Dive into Deep Learning
Table Of Contents
Dive into Deep Learning
Table Of Contents

6.10. Networks with Parallel Concatenations (GoogLeNet)

During the ImageNet Challenge in 2014, a new architecture emerged that outperformed the rest. Szegedy et al., 2014 proposed a structure that combined the strengths of the NiN and repeated blocks paradigms. At its heart was the rather pragmatic answer to the question as to which size of convolution is ideal for processing. After all, we have a smorgasbord of choices, \(1 \times 1\) or \(3 \times 3\), \(5 \times 5\) or even larger. And it isn’t always clear which one is the best. As it turns out, the answer is that a combination of all the above works best. Over the next few years, researchers made several improvements to GoogLeNet. In this section, we will introduce the first version of this model series in a slightly simplified form - we omit the peculiarities that were added to stabilize training, due to the availability of better training algorithms.

6.10.1. Inception Blocks

The basic convolutional block in GoogLeNet is called an Inception block, named after the movie of the same name. This basic block is more complex in structure than the NiN block described in the previous section.

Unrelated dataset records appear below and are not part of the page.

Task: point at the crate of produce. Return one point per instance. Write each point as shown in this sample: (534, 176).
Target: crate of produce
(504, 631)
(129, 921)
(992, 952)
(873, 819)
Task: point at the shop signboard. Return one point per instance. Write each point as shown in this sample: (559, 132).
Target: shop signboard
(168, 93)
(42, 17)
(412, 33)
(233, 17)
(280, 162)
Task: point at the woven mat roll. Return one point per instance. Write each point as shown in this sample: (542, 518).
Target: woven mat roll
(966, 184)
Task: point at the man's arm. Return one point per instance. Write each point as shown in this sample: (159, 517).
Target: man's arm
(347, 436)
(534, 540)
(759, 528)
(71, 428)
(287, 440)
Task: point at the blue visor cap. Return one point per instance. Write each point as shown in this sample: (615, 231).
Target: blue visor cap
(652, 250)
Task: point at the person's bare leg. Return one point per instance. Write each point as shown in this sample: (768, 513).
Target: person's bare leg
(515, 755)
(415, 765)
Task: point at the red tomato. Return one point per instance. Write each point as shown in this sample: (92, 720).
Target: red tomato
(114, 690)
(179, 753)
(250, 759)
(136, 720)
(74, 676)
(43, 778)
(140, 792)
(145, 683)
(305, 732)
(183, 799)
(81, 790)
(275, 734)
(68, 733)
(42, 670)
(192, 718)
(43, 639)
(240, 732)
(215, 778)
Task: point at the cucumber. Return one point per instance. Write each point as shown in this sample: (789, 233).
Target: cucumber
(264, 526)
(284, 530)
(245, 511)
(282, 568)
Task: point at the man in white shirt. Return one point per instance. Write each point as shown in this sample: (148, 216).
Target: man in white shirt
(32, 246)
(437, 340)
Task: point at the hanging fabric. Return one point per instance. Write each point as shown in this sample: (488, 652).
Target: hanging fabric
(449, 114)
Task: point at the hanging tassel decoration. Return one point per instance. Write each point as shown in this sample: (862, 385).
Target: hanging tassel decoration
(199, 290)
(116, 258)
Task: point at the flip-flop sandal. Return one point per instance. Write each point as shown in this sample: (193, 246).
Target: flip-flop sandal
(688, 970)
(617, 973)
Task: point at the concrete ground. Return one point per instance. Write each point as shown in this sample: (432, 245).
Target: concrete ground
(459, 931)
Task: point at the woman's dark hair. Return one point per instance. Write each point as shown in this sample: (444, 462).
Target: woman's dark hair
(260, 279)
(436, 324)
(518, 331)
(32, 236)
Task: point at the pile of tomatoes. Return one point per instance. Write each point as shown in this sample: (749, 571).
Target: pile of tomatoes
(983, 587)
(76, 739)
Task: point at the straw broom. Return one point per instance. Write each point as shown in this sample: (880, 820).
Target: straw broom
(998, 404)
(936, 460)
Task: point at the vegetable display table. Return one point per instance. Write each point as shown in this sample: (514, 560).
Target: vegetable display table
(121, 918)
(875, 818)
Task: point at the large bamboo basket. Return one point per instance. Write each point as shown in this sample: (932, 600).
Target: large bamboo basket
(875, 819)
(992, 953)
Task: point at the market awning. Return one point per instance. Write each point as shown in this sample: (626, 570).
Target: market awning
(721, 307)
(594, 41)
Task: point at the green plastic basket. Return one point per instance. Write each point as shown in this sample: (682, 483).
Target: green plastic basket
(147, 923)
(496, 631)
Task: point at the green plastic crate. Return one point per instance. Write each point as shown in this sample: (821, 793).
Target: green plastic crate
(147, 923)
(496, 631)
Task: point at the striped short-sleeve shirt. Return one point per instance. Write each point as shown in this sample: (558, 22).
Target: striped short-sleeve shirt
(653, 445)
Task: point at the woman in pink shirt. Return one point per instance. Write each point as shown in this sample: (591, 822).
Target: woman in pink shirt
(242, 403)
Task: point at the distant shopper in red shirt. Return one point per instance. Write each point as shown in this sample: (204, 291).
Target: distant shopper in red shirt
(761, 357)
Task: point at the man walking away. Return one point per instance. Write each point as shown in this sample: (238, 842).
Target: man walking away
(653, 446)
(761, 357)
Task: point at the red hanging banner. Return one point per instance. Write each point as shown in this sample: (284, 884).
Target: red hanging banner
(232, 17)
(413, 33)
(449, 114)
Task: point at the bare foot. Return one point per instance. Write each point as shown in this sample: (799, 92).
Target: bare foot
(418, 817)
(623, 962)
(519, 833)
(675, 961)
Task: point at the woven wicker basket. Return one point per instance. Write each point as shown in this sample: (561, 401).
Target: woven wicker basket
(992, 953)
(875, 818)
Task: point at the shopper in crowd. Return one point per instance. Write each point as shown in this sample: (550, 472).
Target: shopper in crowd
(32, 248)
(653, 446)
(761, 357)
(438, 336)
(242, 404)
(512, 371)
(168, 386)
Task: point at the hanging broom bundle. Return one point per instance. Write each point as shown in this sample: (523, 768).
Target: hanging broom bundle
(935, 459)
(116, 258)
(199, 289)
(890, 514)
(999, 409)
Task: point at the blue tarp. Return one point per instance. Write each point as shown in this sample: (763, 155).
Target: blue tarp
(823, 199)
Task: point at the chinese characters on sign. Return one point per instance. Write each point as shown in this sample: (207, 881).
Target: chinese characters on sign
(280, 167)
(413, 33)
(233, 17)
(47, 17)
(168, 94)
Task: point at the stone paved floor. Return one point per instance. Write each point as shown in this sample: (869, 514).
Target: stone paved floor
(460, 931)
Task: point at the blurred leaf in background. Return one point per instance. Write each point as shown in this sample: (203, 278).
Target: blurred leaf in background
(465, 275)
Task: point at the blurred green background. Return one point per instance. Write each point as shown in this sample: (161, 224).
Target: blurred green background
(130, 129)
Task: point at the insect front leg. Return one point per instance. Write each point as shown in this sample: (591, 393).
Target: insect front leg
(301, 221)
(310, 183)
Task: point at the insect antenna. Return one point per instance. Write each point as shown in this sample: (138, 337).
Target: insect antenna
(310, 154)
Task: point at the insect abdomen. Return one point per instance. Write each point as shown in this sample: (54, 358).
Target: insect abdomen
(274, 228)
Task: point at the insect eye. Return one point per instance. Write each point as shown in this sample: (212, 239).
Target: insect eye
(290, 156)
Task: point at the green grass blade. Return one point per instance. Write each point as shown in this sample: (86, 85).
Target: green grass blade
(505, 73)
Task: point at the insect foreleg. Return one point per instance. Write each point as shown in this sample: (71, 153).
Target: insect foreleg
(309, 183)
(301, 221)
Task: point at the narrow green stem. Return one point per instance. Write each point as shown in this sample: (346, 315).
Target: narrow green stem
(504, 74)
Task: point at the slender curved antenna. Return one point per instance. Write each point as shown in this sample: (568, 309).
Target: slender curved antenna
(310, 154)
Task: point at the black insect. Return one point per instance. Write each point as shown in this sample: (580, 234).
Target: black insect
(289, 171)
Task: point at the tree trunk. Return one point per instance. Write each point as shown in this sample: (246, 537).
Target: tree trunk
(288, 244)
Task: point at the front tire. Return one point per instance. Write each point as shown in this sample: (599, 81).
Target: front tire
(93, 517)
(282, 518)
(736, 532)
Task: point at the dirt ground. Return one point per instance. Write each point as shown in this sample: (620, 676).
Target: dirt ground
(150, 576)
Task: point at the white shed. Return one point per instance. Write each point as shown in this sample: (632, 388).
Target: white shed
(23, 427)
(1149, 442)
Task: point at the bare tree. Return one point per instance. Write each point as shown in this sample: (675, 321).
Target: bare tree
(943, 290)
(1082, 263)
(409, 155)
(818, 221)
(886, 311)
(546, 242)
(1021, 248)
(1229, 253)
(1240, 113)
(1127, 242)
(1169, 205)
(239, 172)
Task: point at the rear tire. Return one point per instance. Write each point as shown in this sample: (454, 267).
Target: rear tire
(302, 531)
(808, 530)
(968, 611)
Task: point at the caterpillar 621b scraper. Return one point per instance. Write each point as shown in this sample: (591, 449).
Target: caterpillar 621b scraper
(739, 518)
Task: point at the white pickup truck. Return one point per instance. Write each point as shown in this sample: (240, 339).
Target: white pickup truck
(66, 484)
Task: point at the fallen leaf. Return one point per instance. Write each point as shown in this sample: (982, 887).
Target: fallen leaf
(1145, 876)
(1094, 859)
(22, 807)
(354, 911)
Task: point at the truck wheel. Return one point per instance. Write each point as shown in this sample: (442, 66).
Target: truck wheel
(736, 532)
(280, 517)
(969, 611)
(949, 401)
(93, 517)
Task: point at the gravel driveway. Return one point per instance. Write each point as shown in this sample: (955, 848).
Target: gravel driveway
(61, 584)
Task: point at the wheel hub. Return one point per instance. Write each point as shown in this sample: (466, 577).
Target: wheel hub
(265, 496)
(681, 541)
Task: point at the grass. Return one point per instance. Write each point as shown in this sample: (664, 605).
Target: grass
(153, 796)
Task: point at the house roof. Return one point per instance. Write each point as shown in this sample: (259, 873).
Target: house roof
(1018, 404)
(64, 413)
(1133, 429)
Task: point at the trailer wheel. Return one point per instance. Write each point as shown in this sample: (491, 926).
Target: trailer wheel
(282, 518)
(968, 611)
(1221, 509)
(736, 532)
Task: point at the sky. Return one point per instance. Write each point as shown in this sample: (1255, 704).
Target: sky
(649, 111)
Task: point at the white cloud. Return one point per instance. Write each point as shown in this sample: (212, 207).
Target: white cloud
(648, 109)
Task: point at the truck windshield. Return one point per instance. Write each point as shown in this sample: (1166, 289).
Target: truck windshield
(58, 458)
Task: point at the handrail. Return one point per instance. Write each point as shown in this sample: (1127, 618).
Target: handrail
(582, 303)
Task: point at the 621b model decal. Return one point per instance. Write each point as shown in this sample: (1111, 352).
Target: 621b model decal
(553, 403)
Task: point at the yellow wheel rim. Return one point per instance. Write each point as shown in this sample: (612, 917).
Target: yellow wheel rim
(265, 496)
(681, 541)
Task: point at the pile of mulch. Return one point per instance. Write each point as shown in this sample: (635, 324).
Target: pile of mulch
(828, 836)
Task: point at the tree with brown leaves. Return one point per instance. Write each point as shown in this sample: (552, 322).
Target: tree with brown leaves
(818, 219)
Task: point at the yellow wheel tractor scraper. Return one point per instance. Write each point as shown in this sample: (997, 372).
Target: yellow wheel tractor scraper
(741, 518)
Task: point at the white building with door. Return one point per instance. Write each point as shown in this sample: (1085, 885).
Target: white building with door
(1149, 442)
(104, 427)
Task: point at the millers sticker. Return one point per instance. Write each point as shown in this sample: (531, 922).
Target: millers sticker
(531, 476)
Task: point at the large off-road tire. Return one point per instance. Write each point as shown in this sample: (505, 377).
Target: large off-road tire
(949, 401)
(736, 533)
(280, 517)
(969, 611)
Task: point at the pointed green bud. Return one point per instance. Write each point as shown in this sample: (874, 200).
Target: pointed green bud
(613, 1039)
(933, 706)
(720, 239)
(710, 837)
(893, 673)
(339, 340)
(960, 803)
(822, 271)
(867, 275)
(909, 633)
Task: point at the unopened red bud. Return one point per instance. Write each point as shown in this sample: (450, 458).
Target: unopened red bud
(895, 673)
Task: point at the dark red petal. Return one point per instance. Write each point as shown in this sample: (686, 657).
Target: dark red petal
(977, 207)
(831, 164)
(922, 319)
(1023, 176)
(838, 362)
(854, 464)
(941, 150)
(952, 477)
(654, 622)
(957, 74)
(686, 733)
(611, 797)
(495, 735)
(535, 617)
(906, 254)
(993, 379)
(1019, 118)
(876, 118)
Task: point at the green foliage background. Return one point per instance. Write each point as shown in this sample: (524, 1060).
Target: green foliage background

Structure of the Inception block.

Fig. 6.13 Structure of the Inception block.

As can be seen in the figure above, there are four parallel paths in the Inception block. The first three paths use convolutional layers with window sizes of \(1\times 1\), \(3\times 3\), and \(5\times 5\) to extract information from different spatial sizes. The middle two paths will perform a \(1\times 1\) convolution on the input to reduce the number of input channels, so as to reduce the model’s complexity. The fourth path uses the \(3\times 3\) maximum pooling layer, followed by the \(1\times 1\) convolutional layer, to change the number of channels. The four paths all use appropriate padding to give the input and output the same height and width. Finally, we concatenate the output of each path on the channel dimension and input it to the next layer. The customizable parameters of the Inception block are the number of output channels per layer, which can be used to control the model complexity.

In [1]:
import sys
sys.path.insert(0, '..')

import d2l
from mxnet import gluon, init, nd
from mxnet.gluon import nn

class Inception(nn.Block):
    # c1 - c4 are the number of output channels for each layer in the path
    def __init__(self, c1, c2, c3, c4, **kwargs):
        super(Inception, self).__init__(**kwargs)
        # Path 1 is a single 1 x 1 convolutional layer
        self.p1_1 = nn.Conv2D(c1, kernel_size=1, activation='relu')
        # Path 2 is a 1 x 1 convolutional layer followed by a 3 x 3
        # convolutional layer
        self.p2_1 = nn.Conv2D(c2[0], kernel_size=1, activation='relu')
        self.p2_2 = nn.Conv2D(c2[1], kernel_size=3, padding=1,
        # Path 3 is a 1 x 1 convolutional layer followed by a 5 x 5
        # convolutional layer
        self.p3_1 = nn.Conv2D(c3[0], kernel_size=1, activation='relu')
        self.p3_2 = nn.Conv2D(c3[1], kernel_size=5, padding=2,
        # Path 4 is a 3 x 3 maximum pooling layer followed by a 1 x 1
        # convolutional layer
        self.p4_1 = nn.MaxPool2D(pool_size=3, strides=1, padding=1)
        self.p4_2 = nn.Conv2D(c4, kernel_size=1, activation='relu')

    def forward(self, x):
        p1 = self.p1_1(x)
        p2 = self.p2_2(self.p2_1(x))
        p3 = self.p3_2(self.p3_1(x))
        p4 = self.p4_2(self.p4_1(x))
        # Concatenate the outputs on the channel dimension
        return nd.concat(p1, p2, p3, p4, dim=1)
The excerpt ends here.